Tuesday, 17 May 2011

Portal 2

Portal 2 retail cover art. 
Portal 2 is a first-person puzzle-platform video game developed by Valve Corporation. It is the sequel to the 2007 video game Portal and was announced on March 5, 2010, following a week-long alternate reality game based on new patches to the original game. Though initially slated for release in the last quarter of 2010, the game was postponed to the week of April 18, 2011. The game was released by Valve through Steam for Microsoft Windows and Mac OS X, while the PlayStation 3, Xbox 360 and retail Windows/OS X versions of the game are distributed by Electronic Arts. The game's release on Steam was preceded by a second multi-week alternate reality game, the Potato Sack, involving 13 independently-developed titles, culminating in a distributed computing spoof to release Portal 2 several hours early.

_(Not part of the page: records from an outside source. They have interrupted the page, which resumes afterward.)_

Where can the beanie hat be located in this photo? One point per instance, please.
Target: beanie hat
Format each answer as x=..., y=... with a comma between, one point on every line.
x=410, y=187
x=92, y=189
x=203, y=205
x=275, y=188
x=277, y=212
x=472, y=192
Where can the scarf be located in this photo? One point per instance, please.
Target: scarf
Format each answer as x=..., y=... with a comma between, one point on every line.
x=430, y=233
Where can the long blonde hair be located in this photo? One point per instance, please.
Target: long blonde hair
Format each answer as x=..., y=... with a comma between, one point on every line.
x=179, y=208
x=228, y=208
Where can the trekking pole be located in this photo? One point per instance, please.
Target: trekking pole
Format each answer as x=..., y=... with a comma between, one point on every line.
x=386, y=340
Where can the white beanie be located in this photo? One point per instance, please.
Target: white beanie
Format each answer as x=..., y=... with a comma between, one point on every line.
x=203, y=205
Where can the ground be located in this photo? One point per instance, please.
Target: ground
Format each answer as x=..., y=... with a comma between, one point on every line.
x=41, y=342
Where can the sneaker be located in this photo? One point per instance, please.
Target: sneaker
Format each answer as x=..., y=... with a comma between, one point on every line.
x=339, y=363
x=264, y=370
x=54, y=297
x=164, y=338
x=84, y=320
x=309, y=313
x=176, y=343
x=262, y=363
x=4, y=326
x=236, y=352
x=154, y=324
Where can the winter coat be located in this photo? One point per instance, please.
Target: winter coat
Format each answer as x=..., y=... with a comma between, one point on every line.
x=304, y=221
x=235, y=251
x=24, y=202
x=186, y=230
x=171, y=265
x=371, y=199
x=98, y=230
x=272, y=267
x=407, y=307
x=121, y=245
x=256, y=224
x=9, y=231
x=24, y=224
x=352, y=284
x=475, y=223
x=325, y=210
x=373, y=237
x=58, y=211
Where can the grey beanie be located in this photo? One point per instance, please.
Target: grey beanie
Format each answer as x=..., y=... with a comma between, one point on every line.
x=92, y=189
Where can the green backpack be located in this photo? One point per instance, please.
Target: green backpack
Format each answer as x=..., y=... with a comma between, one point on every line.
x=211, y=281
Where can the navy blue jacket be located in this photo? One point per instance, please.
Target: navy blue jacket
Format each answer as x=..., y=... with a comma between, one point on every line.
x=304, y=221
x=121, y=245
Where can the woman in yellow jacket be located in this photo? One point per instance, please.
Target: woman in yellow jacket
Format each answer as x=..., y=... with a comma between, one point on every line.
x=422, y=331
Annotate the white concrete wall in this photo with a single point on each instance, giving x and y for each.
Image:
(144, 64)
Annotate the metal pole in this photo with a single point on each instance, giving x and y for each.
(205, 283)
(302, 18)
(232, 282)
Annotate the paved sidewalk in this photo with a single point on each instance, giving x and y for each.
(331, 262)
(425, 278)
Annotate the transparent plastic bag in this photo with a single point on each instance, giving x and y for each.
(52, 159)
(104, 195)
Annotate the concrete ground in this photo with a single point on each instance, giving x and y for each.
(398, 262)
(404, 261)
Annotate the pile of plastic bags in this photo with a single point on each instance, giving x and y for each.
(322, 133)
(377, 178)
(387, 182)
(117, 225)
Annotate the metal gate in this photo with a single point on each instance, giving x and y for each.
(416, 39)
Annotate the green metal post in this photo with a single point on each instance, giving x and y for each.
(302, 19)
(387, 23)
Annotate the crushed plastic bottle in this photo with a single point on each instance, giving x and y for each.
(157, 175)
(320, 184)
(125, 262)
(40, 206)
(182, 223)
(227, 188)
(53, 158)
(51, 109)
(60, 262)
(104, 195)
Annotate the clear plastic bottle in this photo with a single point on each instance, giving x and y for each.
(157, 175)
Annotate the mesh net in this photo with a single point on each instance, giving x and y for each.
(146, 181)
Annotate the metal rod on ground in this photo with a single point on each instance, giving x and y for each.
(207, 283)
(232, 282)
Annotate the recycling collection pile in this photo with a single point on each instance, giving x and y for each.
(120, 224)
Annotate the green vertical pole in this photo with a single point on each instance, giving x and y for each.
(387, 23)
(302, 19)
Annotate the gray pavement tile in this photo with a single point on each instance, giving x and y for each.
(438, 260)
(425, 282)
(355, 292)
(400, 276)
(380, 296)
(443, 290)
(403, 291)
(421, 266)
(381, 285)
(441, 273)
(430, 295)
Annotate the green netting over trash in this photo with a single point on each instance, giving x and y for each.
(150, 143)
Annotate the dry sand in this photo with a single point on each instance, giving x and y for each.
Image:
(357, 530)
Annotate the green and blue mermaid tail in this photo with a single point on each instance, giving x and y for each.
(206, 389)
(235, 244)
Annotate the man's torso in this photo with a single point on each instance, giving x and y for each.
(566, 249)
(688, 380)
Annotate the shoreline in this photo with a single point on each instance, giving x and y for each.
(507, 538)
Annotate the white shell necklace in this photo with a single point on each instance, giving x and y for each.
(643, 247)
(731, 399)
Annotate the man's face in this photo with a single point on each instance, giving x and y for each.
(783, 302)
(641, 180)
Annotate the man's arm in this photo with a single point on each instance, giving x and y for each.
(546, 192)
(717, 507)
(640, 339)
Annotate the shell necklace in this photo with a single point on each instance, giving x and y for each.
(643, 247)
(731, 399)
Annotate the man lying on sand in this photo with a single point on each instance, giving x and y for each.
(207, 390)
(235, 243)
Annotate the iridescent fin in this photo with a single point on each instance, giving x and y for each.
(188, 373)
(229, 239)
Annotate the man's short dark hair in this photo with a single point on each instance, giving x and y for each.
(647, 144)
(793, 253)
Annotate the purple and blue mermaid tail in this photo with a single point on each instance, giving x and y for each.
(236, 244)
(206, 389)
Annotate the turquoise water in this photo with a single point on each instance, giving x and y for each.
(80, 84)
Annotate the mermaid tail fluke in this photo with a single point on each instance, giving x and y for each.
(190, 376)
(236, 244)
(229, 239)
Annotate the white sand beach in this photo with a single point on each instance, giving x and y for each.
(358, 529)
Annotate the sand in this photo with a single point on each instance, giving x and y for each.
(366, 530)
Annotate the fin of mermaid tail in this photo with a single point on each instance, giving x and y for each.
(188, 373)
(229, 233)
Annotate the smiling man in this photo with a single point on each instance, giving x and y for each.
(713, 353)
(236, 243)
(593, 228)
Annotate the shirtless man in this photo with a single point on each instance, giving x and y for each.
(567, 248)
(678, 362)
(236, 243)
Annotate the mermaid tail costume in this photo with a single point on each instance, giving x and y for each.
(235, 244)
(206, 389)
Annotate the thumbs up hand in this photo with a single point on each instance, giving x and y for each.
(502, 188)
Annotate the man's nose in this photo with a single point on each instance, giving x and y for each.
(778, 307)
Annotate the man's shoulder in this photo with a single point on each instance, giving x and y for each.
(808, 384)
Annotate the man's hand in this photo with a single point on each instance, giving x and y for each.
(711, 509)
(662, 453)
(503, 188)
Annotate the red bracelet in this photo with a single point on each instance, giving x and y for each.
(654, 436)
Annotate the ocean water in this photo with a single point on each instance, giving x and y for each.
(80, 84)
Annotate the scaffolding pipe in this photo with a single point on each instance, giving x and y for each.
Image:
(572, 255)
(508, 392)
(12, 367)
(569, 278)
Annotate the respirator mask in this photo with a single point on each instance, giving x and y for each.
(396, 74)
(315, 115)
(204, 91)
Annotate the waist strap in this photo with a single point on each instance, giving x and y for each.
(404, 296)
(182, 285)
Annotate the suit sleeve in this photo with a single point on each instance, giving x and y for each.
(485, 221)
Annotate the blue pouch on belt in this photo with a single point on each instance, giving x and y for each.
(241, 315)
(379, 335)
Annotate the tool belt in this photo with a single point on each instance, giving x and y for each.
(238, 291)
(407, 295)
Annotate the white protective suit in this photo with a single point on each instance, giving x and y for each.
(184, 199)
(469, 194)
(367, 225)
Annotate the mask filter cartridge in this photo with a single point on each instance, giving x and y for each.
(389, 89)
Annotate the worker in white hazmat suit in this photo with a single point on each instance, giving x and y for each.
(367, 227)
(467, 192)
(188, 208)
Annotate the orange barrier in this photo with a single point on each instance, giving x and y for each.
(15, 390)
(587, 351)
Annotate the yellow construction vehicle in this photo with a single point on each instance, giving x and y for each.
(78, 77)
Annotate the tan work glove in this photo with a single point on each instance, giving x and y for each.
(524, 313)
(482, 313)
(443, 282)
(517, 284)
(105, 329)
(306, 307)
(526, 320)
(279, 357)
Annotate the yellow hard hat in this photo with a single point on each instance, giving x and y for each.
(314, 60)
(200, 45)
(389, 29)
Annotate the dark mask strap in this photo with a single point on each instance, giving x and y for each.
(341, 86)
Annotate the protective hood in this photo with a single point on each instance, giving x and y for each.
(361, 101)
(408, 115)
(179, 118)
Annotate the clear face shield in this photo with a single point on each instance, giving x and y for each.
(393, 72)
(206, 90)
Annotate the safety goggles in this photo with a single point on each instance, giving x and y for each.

Portal 2 primarily comprises a series of puzzles that must be solved by teleporting the player's character and simple objects using the "portal gun", a device that can create inter-spatial portals between two flat planes. The game's unique physics allow momentum to be retained through portals, requiring creative use of portals to maneuver through the test chambers. Other gameplay elements were added to Portal 2, including tractor beams, laser redirection, and special paint-like gels that impart special properties to objects they touch. Similar to how the student team of Narbacular Drop were brought into Valve to expand their game to the basis of Portal, the team from Independent Games Festival-winning DigiPen student project Tag: The Power of Paint was hired by Valve to incorporate their game's paint mechanic into these new gels.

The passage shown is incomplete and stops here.